Наоми жадно вбирает в себя информацию, которая течет, как переполненный источник из уст Президента и его друга. Место ее мужа здесь, с ними!
«Яков Франк, – говорит Шалом, – бравировал своим невежеством. Он пичкал своих последователей рассказами о том, что будущее возникнет из хаоса. Он уловил тоску его верных последователей по обновлению». Из письменных источников – просьб к королю и епископу Львова в 1759, и обращений последователей «территориальных» теорий, – Шалом делает вывод о Франке, как харизматическом лидере-нигилисте.
«Этот религиозный лидер гнался за властью, и во имя этого лгал и делал другие мерзости. Раввины преследовали его и его последователей за их учение и неподобающее поведение, полное скверны. Франкисты верили, что именно из этой скверны и вырастет освобождение».

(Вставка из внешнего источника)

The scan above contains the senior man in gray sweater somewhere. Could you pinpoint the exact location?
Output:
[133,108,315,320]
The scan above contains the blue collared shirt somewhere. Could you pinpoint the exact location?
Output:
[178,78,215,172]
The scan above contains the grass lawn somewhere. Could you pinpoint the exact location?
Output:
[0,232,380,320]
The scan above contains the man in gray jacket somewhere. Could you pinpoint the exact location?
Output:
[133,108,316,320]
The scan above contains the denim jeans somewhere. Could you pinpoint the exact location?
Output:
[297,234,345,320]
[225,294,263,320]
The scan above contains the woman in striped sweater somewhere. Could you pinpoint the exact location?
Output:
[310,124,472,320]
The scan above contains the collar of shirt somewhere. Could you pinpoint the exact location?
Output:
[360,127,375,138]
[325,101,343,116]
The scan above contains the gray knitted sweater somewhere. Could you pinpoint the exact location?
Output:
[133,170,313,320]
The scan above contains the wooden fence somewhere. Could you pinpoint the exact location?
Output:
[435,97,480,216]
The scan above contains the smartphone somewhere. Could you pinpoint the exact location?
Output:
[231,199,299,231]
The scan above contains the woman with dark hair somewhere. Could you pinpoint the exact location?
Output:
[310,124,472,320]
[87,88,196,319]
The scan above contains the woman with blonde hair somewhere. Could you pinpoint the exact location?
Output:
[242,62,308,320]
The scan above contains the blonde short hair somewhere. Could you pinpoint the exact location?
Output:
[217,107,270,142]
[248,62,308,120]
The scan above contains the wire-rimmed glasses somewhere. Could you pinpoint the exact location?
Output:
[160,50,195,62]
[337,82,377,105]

Еврейские нигилисты меняли образ жизни во имя приближения освобождения. Они были вегетарианцами, стояли за свободную любовь, мужчины и женщины купались нагими вместе.
«Бес и ангел идут вместе», – говорят ей высокоученные собеседники. Им интересно, какие переживания возникают у писательницы, когда она касается крайних ситуаций. Что в ней происходит, при переходе из одной ситуации в другую, при лепке образов, развивающихся в процессе движущегося сюжета. Оба надеются, что через ее путь мышления появится некая нить к расшифровке тайн секты последователей Франка и его самого. Президент добывает ей материалы для продвижения сюжета. Со сверкающими глазами делится с ней тайнами своего друга, старика, последователя Франка, хранящего верность иудаизму, и не пошедшего по пути многих единомышленников, принявших христианство.